Part II, “Reference Notes Section,” supports the measures in part I by offering more information and facts regarding equipment, principles of operation, installation and operating practices, calculation tools, and air and lighting requirements. It reads like a reference book on energy that you would browse for an overall view of the topic. I browsed the 56 reference notes and was pleasantly surprised at the wealth of knowledge I gained from this section alone.

You don’t have to be an engineer to appreciate the Energy Efficiency Manual. It is well written with clear and precise explanations that anybody with a basic knowledge of energy concepts can understand. Readers may consult it to learn about a concept that interests them or they can browse the measures or reference notes for an overall view of energy efficiency in buildings. Supplementing the text are 850 eye-catching illustrations, tables or charts, and an index to lead you to a measure or reference note for your needs.

Although Wulfinghoff spent 20 years writing the Manual, he does not claim to have complete or perfect knowledge of each topic and points out that the book should not be used as your sole source of information. Nevertheless, he is a professional engineer and president of his own firm. He has lectured at universities, industry conferences and seminars, and is the author of many publications on energy research and application. He has been a consultant to industry and government and is a construction industry arbitrator-mediator. He is dedicated to designing energy efficient systems, and his experience and knowledge of the field come across loud and clear. Wulfinghoff has little patience for gimmicks and products that claim to conserve resources without examining how they apply to overall energy systems in buildings. If you are going to plan and install energy systems for a building, he urges you do it right and save money and resources in the long run.

Forget other energy efficiency publications in your home or office collection.
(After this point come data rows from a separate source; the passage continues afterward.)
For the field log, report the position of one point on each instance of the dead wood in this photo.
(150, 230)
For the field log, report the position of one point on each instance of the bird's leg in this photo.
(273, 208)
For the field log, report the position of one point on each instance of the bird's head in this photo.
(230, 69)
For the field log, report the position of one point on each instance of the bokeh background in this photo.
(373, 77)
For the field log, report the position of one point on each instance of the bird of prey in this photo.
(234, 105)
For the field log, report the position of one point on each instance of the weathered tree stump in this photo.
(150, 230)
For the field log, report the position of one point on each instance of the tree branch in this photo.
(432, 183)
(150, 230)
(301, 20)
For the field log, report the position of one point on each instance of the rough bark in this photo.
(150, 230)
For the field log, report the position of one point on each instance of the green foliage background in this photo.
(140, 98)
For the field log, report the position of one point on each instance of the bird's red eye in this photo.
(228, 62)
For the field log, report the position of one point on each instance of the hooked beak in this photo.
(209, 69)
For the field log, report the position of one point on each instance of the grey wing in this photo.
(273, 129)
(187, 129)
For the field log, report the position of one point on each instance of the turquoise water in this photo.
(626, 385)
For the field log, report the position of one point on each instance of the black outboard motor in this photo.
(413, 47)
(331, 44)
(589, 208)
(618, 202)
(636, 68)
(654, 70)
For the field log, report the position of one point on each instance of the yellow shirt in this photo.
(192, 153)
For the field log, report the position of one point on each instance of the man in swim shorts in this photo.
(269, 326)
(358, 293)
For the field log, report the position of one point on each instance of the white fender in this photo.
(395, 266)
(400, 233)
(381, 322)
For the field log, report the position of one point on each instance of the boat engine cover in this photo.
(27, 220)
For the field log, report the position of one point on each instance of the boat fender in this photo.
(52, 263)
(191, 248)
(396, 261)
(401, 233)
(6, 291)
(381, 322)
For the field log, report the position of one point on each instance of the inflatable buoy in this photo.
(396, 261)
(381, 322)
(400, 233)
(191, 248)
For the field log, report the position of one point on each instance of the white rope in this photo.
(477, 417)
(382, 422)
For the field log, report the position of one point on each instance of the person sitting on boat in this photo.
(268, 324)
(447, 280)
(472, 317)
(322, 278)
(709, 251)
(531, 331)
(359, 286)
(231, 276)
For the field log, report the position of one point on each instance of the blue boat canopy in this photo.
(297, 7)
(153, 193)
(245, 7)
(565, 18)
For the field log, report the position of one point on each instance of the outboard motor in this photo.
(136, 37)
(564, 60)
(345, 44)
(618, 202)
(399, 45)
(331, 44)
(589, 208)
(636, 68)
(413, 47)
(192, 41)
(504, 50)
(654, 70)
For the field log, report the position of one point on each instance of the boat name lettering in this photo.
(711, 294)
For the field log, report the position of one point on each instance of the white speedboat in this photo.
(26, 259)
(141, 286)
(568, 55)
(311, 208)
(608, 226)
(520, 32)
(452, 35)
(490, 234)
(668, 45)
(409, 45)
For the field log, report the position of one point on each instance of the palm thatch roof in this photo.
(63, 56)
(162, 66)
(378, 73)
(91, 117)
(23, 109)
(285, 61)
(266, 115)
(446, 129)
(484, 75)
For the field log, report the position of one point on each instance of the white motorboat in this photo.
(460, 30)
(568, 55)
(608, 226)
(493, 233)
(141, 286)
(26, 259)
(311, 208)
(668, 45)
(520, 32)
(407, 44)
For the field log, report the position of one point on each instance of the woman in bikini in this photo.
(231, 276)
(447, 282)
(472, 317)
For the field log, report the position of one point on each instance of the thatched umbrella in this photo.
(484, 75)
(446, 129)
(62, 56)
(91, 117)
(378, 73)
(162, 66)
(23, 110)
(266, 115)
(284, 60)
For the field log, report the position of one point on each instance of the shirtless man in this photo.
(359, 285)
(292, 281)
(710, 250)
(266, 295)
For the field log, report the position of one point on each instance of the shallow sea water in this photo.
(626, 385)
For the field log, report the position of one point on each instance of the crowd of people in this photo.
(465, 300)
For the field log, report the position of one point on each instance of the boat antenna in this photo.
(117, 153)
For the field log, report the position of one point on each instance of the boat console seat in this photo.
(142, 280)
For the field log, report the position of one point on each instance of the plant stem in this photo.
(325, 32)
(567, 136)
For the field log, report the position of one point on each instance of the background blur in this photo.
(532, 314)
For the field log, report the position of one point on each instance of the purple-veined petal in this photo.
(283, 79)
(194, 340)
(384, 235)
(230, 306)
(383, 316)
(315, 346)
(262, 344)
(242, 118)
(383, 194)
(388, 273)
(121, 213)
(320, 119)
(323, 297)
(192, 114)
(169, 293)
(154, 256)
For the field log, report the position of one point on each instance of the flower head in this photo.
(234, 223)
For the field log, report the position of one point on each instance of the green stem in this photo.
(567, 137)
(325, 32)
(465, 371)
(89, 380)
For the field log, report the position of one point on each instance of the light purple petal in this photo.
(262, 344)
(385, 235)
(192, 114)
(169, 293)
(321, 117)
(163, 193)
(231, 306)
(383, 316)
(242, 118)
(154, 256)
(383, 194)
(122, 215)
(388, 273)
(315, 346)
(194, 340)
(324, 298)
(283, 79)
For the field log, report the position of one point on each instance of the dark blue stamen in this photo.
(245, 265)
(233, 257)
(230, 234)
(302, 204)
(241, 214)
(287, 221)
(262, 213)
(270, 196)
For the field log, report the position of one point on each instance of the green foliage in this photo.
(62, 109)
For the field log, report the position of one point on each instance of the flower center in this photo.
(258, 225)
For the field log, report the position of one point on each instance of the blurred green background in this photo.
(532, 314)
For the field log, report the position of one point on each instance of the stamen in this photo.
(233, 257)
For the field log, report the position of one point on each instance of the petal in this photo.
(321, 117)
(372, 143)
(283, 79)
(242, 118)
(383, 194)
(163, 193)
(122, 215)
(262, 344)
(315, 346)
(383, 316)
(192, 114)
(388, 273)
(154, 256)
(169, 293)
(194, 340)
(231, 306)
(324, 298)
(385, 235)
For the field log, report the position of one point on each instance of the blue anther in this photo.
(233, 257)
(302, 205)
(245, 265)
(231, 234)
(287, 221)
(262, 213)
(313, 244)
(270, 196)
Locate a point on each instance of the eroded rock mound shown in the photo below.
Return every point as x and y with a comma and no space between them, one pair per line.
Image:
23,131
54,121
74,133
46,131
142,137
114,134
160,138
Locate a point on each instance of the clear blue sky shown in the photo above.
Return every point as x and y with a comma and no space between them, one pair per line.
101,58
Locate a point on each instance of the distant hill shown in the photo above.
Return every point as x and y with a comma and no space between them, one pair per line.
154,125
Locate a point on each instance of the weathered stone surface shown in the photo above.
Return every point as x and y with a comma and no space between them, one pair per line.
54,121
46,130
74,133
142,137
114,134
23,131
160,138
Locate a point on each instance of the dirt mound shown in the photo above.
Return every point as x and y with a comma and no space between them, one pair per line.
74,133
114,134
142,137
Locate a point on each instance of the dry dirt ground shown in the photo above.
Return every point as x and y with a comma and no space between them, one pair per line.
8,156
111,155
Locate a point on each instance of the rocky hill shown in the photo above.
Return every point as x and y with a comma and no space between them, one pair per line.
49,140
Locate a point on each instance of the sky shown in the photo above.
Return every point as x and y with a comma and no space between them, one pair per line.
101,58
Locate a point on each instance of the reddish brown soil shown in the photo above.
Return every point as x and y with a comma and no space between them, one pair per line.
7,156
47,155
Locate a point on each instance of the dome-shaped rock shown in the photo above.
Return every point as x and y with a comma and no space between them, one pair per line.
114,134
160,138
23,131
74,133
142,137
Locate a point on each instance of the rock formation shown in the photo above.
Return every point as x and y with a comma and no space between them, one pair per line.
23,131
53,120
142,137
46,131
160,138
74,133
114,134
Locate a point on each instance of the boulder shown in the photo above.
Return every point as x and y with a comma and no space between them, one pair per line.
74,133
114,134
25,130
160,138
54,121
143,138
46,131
Wulfinghoff’s Energy Efficiency Manual makes them obsolete. This is the manual that building engineers will consult first when planning an energy activity. It will serve the industry as a reputable and widely consulted publication for many years to come.”

[Irwin Weintraub, Electronic Green Journal]

“The first 1,200 pages of this enormous reference contain 400 activities for improving energy efficiency, grouped into sections on the boiler plant, the chiller plant, service water systems, air handling systems, room conditioning units, building air leakage, building insulation, control and use of sunlight, artificial lighting, and independent energy-using components. Each activity is scored with regard to its savings potential, rate of return for new facilities and for facilities considering a retrofit, reliability, and ease of retrofit. The last third of the book is devoted to information on various aspects of energy management tools, energy sources, mechanical equipment, building envelope, and lighting. The intended audience includes those involved in new construction (architects, engineers, construction managers, code officials); those who own, manage, or operate facilities; and specialists and advocates of energy efficiency. The author prepared the book over a 20-year period.”

[Jane Erskine, Book News Inc.]

“Donald Wulfinghoff’s Energy Efficiency Manual is a massive, 1,536-page reference work that is organized to guide the reader quickly to the right information for their particular energy project, problem, or inquiry. The first part of this “user friendly” manual has 400 logically grouped activities for improving energy efficiency. Each activity begins with Ratings and a Selection Scorecard to help the reader judge the merits and difficulties of that particular activity. “Economics” sidebars estimate the savings, cost, and payback period. The “Traps & Tricks” sidebars provide practical advice for avoiding pitfalls that plague energy conservation efforts. Energy Efficiency Manual will earn back its cover price over and over again. It is an essential, core reference for personal, professional, and library collections.”